And so you'll see a summary of what your selection is.

And we'll click on Continue, and we're going to just click through

the first couple of charts, has to do with the display of information.

If you're using XLSTAT, you'll get this popup window,

asking you to add it as a trusted source.

And again, XLSTAT is one tool that's out there,

there's a free package called Real Statistics that's a nice package.

The limitation there with factor analysis,

it doesn't allow you to save those factor scores.

Those of you who are teaching yourselves statistical languages such as R.

Factor analysis is built into R,

it's built into environments such as Matlab, Jump, SAS.

So you can conduct this really using whatever

software you're most comfortable with, right.

And that's all there is to conducting the analysis, so

let's just take a look at the output.

We have a summary of the range of

each of the survey items mean and standard deviation.

Notice, we get this lovely correlation matrix, and

then we can try to eyeball it.

We can try to look for patterns here ourselves, but that's going to get

difficult, especially since it doesn't all fit on one screen, right?

We're going to move down, in terms of looking at the output.
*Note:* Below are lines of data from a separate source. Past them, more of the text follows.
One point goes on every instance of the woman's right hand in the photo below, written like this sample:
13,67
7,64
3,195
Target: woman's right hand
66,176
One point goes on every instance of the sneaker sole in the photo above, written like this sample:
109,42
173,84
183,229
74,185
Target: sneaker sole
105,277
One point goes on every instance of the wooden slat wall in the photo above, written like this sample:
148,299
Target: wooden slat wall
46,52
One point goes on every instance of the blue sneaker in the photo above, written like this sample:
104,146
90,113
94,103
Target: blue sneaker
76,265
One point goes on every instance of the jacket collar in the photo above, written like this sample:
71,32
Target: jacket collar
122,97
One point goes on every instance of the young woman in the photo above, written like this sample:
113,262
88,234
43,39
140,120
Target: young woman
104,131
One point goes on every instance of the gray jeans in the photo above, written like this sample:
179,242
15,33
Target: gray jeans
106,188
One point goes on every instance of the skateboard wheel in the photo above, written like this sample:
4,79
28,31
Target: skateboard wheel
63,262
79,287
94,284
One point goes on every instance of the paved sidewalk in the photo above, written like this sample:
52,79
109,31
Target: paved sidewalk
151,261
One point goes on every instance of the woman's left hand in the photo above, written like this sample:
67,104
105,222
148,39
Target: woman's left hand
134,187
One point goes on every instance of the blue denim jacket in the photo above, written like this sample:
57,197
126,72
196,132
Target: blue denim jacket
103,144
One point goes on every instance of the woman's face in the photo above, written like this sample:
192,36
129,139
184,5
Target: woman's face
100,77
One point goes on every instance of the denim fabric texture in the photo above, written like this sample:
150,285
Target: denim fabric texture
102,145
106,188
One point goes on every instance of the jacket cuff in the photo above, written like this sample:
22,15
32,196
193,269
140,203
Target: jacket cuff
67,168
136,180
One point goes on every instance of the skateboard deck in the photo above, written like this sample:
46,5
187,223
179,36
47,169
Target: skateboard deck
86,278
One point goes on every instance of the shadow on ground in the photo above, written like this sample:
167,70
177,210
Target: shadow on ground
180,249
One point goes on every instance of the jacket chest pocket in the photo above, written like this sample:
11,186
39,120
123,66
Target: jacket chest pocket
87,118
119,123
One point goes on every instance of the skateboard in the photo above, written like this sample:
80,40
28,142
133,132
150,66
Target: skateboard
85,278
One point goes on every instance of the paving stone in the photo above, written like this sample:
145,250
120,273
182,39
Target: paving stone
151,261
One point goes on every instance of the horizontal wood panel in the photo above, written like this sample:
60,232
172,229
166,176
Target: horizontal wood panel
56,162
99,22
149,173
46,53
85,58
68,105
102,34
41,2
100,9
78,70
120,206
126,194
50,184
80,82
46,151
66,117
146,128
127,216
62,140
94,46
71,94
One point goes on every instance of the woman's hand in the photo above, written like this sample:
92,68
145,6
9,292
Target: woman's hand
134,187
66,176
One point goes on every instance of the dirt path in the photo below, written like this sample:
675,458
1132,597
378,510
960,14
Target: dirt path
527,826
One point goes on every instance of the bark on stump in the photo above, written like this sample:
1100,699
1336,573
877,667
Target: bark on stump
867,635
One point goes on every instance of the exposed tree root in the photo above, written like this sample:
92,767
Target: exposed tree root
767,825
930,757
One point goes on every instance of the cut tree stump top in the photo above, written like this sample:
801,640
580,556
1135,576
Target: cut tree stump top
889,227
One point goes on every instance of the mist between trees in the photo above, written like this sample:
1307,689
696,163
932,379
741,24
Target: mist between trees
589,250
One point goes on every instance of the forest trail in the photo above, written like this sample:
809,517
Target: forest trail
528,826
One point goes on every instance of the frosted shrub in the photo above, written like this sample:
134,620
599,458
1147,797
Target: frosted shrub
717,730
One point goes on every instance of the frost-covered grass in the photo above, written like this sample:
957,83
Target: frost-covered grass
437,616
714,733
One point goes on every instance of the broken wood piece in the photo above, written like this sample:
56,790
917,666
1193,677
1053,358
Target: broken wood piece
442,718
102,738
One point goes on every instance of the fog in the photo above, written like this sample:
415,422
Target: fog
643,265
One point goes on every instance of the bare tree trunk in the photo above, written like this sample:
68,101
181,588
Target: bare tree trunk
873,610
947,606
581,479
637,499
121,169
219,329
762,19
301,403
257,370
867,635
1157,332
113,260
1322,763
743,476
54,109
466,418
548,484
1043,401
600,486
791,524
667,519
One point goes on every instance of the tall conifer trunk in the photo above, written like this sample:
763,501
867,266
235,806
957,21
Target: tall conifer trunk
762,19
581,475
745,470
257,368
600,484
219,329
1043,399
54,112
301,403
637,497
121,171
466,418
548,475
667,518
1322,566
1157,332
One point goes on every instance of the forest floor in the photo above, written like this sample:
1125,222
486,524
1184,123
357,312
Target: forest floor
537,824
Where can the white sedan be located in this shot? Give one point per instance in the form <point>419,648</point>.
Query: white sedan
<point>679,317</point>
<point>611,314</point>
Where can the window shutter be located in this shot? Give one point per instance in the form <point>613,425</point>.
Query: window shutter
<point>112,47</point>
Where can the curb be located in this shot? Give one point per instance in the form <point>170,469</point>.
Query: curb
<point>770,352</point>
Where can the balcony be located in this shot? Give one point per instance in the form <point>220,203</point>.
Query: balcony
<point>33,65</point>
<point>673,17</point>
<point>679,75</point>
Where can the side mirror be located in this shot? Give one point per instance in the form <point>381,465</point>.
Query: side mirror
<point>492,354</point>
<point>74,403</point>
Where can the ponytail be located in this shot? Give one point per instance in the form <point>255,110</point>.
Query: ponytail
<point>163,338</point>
We do see what the eigenvalues are, and

notice that this analysis has been run out to 18 factors.

And you'll see that the eigenvalues continue to decline, that's by design.

The first factor is going to have the largest eigenvalue,

the second factor will have the second largest, and so forth.

And that's directly related to the variation that's going to be explained,

and that continues to decline with smaller eingenvalues.

So that's the variation being explained by each incremental factor.

And then the row below that giving is going to give us

the commutative amount of variation that's explained.

And what we're looking at here, notice that when we get up to 9 factors,

we're capturing almost 72% of the variation in the original survey.

So we've gone from about 30 questions down to about a third of those questions.

And we still have more than 70% of the information contained in the survey.

We could keep on adding more and more factors to capture more and

more information.

But notice that we see very little gained in terms of the amount of

information being explained as we add more factors.

That's mimicked in the screen plot that we see.

Notice that early on the red line giving us that accumulative variation that we're

capturing, does a pretty good job, and then it plateaus.

And so that plateau, or if we were to invert this, it would look like an elbow.

That's what we're looking for as a means of deciding, when do we want to stop?

So it looks like in this case, we're going to stop after the 9 factors.

And that's what's been done automatically for us.